JAKARTA (ANTARA) - Kegiatan kepanduan --di Indonesia kita kenal dengan Pramuka--, merupakan salah satu media pendidikan berbasis pengoptimalan otak kanan, yang mampu membangun kecerdasan siswa pada ranah afeksi. Maka bila sekarang ada remaja mengalami keluhan kesehatan mental, depresi, hingga memiliki ide bunuh diri, hampir pasti bukan dari mereka yang mengenyam pendidikan kepanduan.
Kegiatan pembelajaran dalam kurikulum formal lebih berorientasi pada ranah kognitif (pengetahuan) dan psikomotorik (keterampilan), yang bermain di wilayah otak kiri (IQ: intelectual quotient). Hasilnya, terkadang kita mendapati siswa atau anak yang pintar dan cerdas, serta fasih teknologi, tetapi pendiam, pemalu, tidak berani tampil di panggung atau bahkan ada yang minus dalam hal tata krama dan budi pekerti. Itu merupakan buah pendidikan berorientasi otak kiri yang tidak diimbangi dengan pengembangan otak kanan (EQ: emotional quotient).
Pramuka sebagai pelopor organisasi kepanduan di Indonesia, dinilai menjadi wahana pembentukan karakter siswa. Pada kegiatan Pramuka, peserta dilatih kepemimpinan, kerja sama, solidaritas, mandiri, dan keberanian dalam konsep belajar di luar ruang, yang menyenangkan.
Dengan konsep belajar yang atraktif, tidak heran Gerakan Kepanduan bentukan Lord Robert Baden-Powell itu memanen banyak peminat di kalangan anak muda dan cepat menyebar secara global, termasuk yang kita adopsi sebagai Pramuka di Tanah Air.
Letnan Jendral Baden Powell mendirikan Pramuka berdasarkan pengalamannya sebagai prajurit dan pemimpin militer selama Perang Boer di Afrika Selatan. Dari pengalaman itu ia menyadari pentingnya keterampilan hidup di alam terbuka dan kepemimpinan dalam membentuk karakter pemuda.
Awalnya, pada 1907 ia menyelenggarakan perkemahan eksperimental di Pulau Brownsea, Inggris. Sukses dengan eksperimen tersebut, Baden-Powell merilis buku "Scouting for Boys" pada tahun 1908, yang kemudian menjadi dasar panduan untuk Pramuka hingga sekarang.
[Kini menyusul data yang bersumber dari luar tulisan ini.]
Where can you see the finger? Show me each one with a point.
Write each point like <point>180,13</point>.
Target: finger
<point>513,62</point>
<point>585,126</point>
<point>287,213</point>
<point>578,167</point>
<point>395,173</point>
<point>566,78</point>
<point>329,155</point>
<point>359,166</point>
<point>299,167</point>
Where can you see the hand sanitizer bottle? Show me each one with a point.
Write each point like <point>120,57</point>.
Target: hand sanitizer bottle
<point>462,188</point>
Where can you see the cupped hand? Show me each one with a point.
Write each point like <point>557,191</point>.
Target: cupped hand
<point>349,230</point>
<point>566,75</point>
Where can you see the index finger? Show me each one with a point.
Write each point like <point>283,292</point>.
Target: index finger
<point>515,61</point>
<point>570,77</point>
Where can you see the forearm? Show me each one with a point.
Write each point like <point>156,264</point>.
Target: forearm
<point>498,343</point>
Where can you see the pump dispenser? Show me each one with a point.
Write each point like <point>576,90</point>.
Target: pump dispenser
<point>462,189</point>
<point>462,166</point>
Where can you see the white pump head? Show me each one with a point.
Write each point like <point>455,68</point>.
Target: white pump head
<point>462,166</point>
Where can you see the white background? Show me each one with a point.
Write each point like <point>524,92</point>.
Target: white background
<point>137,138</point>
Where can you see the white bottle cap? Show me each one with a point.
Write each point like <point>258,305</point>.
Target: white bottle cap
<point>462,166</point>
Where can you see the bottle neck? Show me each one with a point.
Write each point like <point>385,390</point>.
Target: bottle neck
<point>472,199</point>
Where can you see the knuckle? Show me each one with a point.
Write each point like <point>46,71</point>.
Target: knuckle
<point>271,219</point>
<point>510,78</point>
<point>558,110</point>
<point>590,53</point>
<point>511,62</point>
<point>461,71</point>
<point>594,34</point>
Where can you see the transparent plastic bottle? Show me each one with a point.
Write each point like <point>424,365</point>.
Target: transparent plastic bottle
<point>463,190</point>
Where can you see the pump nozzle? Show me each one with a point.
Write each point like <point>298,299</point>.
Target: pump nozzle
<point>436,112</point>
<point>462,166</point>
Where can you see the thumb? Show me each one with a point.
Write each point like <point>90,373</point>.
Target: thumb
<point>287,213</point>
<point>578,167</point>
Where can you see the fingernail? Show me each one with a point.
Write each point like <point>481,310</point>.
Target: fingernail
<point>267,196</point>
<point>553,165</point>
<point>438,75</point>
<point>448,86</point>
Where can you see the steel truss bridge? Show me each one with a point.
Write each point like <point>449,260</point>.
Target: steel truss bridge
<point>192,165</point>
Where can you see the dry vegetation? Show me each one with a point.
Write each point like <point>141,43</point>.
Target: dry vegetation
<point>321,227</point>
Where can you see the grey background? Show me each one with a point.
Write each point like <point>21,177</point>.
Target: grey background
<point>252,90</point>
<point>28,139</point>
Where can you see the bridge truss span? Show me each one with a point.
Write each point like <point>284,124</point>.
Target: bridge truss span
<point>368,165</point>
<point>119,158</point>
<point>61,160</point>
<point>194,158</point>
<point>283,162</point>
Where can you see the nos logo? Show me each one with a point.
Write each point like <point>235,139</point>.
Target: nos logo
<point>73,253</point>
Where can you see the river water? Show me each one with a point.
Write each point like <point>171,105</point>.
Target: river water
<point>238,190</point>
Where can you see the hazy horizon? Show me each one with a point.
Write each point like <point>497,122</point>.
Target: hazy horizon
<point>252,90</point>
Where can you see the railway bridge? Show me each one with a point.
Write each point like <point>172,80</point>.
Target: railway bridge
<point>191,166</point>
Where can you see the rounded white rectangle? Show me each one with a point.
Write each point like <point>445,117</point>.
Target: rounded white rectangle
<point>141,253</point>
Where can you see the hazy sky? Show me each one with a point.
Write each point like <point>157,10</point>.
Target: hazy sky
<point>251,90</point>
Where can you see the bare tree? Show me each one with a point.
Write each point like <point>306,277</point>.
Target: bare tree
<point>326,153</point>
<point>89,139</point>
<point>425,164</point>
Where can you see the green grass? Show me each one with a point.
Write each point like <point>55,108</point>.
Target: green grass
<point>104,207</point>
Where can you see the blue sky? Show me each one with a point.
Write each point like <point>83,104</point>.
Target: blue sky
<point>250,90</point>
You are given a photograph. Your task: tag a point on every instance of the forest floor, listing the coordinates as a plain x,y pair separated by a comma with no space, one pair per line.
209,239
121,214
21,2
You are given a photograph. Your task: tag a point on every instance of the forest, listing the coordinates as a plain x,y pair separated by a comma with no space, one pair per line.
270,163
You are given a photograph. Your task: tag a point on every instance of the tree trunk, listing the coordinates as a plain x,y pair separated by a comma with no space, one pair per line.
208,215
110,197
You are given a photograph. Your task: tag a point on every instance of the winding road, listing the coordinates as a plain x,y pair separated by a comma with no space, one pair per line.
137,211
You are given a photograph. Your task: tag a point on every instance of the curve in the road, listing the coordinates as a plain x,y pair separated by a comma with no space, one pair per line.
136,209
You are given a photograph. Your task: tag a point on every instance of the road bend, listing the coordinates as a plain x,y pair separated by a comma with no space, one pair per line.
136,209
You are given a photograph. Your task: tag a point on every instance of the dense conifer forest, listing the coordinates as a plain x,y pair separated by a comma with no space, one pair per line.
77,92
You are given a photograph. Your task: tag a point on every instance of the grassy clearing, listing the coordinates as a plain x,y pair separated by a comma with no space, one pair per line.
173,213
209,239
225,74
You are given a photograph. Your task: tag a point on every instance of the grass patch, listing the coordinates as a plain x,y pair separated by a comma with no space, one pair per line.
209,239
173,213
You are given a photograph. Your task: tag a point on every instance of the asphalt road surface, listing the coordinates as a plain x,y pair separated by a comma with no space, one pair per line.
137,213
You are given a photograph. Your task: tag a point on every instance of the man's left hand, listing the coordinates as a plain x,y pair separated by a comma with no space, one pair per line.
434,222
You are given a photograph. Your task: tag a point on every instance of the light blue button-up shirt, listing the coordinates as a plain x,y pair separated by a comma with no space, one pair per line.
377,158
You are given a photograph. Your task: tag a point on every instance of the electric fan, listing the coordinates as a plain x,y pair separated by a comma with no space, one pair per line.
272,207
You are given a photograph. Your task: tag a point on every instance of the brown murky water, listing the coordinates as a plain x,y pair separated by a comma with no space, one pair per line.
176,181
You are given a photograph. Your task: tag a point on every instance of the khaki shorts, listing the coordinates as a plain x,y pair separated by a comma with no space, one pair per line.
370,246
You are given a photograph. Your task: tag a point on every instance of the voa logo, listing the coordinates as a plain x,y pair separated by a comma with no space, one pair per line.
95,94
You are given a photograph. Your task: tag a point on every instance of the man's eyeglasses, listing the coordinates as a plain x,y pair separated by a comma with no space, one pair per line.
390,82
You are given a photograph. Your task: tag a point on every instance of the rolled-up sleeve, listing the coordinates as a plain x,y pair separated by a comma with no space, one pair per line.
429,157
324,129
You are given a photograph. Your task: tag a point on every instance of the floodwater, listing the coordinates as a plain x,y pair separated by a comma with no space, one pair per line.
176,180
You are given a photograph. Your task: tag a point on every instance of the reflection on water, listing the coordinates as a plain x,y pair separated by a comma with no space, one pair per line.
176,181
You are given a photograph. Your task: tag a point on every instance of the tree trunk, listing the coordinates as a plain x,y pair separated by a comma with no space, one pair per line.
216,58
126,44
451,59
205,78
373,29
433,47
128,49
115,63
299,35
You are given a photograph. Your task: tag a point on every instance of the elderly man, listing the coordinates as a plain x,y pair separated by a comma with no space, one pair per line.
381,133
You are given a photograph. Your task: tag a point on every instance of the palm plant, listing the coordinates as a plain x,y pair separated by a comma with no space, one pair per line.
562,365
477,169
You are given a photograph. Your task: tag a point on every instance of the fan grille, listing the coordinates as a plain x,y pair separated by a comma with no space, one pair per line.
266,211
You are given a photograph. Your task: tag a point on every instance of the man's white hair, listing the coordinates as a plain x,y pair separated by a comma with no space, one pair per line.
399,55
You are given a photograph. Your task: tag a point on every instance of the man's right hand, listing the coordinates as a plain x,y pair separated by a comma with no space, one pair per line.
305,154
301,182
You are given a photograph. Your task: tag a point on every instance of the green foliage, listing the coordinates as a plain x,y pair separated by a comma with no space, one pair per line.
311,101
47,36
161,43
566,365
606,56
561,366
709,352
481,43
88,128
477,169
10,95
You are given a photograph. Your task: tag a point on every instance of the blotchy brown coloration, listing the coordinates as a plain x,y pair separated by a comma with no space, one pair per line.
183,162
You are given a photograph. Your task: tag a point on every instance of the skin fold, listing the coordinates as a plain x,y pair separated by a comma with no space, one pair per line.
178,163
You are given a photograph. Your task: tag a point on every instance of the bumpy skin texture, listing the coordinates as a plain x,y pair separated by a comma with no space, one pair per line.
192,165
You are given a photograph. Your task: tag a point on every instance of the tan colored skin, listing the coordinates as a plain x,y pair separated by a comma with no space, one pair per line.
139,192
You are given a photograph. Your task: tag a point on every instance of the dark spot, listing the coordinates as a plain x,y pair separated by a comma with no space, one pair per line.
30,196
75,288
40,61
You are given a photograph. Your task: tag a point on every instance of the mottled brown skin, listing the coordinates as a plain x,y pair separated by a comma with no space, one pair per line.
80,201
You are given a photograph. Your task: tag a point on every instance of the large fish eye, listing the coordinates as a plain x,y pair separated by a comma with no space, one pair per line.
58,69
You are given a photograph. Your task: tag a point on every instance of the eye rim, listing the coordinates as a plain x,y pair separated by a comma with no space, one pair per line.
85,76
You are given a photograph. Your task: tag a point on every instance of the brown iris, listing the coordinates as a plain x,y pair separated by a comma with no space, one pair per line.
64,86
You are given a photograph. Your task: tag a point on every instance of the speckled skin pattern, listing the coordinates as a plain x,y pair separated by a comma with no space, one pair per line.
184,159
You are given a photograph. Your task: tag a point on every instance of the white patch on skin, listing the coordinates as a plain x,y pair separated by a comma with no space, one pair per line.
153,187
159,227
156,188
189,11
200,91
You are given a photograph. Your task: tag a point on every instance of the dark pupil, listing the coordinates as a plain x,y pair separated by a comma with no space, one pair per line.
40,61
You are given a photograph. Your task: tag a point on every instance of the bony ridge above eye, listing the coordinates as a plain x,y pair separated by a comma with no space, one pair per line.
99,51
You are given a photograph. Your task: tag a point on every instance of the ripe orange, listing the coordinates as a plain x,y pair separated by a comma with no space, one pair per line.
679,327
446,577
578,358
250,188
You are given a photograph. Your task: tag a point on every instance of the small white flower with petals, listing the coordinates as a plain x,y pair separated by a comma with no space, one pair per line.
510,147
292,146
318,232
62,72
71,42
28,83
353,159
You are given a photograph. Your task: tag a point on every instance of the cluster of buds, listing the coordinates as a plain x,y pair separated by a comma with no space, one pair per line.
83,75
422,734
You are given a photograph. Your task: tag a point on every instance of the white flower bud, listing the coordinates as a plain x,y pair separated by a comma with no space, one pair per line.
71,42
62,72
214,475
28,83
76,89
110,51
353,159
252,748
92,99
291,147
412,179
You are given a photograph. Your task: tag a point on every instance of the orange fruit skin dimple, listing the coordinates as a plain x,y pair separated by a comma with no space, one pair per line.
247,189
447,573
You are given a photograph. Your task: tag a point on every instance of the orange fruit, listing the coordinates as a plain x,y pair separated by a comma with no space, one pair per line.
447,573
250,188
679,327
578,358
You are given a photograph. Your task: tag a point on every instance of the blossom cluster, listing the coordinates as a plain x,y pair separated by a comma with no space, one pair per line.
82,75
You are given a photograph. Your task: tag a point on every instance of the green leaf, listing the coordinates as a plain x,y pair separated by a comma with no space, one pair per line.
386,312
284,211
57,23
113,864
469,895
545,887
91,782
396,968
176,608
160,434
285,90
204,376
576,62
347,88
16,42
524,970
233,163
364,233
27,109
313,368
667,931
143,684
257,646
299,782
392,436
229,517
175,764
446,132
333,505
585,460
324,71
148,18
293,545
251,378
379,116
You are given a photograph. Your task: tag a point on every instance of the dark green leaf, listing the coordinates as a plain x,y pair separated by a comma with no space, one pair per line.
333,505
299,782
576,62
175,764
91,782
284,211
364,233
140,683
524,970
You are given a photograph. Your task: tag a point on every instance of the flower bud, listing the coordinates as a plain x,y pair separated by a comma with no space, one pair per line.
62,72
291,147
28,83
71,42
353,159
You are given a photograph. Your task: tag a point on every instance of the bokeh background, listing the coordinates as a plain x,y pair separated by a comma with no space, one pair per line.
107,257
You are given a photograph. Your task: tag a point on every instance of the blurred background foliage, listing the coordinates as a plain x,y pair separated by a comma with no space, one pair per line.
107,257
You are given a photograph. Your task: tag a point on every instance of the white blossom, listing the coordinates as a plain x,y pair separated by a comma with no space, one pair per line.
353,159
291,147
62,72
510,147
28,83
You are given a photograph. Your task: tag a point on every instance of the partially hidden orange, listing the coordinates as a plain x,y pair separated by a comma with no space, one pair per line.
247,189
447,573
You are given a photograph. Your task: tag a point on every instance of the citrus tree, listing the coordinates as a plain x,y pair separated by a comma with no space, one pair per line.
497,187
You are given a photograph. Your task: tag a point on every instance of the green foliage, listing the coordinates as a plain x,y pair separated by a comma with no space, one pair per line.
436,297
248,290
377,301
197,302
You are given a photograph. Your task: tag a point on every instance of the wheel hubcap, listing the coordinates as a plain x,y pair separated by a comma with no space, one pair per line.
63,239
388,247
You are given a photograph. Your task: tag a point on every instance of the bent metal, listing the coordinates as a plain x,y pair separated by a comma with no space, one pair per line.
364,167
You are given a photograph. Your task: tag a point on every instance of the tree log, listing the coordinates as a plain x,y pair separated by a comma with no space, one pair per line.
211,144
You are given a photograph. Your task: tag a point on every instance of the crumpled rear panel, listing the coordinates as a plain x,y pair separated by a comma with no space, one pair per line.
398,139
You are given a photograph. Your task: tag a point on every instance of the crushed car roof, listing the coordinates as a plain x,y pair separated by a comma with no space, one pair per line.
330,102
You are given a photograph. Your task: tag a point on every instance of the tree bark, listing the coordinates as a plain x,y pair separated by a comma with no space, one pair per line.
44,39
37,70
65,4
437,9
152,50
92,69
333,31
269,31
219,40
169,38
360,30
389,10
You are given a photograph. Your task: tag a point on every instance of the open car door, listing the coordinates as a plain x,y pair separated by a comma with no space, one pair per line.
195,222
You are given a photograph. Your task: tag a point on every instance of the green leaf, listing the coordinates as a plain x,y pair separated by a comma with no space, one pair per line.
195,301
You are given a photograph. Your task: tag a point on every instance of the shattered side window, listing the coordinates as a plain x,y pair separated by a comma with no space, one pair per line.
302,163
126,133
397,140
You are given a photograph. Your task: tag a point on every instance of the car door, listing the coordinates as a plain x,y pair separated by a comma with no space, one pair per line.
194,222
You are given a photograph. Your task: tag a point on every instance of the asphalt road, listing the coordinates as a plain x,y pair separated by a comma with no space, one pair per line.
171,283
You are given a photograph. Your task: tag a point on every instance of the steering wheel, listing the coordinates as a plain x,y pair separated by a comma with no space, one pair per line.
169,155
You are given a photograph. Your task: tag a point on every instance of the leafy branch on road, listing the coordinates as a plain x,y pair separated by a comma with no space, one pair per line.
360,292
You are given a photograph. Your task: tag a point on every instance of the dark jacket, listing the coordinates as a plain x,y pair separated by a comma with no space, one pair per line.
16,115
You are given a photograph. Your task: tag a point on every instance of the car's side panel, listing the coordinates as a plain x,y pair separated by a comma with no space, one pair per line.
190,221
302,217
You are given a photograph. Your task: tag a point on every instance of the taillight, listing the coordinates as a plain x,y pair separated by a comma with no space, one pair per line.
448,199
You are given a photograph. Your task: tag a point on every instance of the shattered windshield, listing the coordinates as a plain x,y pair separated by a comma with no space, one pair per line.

Di Indonesia, Gerakan Pramuka resmi berdiri melalui Keputusan Presiden Republik Indonesia Nomor 448 Tahun 1961 disertai penganugerahan Panji Gerakan Pramuka oleh Presiden Soekarno. Gerakan Pramuka diperkenalkan kepada masyarakat luas pada tanggal 14 Agustus 1961, dengan Ketua Kwarnas pertama adalah Gusti Raden Mas (GRM) Dorojatun atau yang lebih kita kenal sebagai Sultan Hamengkubuwono IX. Seorang Pandu Agung (Pemimpin Kepanduan) itulah yang kemudian dinobatkan menjadi Bapak Pramuka Indonesia.
Segudang manfaat
Polemik Permendikbud No.12 Tahun 2024 yang menghapus Permendikbud No. 63 Tahun 2014 tentang Pendidikan Kepramukaan, sempat menghangat dan belum mereda hingga Agustus ini. Kegiatan Kepramukaan yang selama ini diwajibkan bagi siswa jenjang pendidikan dasar hingga menengah atas, kini menjadi opsional atau sukarela.
Kepala Badan Standar, Kurikulum, dan Asesmen Pendidikan (BSKAP) Kemendikbudristek Anindito Aditomo mencoba meluruskan dengan menegaskan bahwa pihak sekolah tetap wajib menyelenggarakan ekstrakurikuler Pramuka, sedangkan terhadap siswa diberikan hak untuk memilih ekstrakurikuler tersebut.
Hal tersebut sejalan dengan Pasal 13 Undang-Undang No.12 Tahun 2010 tentang Gerakan Pramuka, di mana keikutsertaan murid adalah sebuah hak, bukan kewajiban.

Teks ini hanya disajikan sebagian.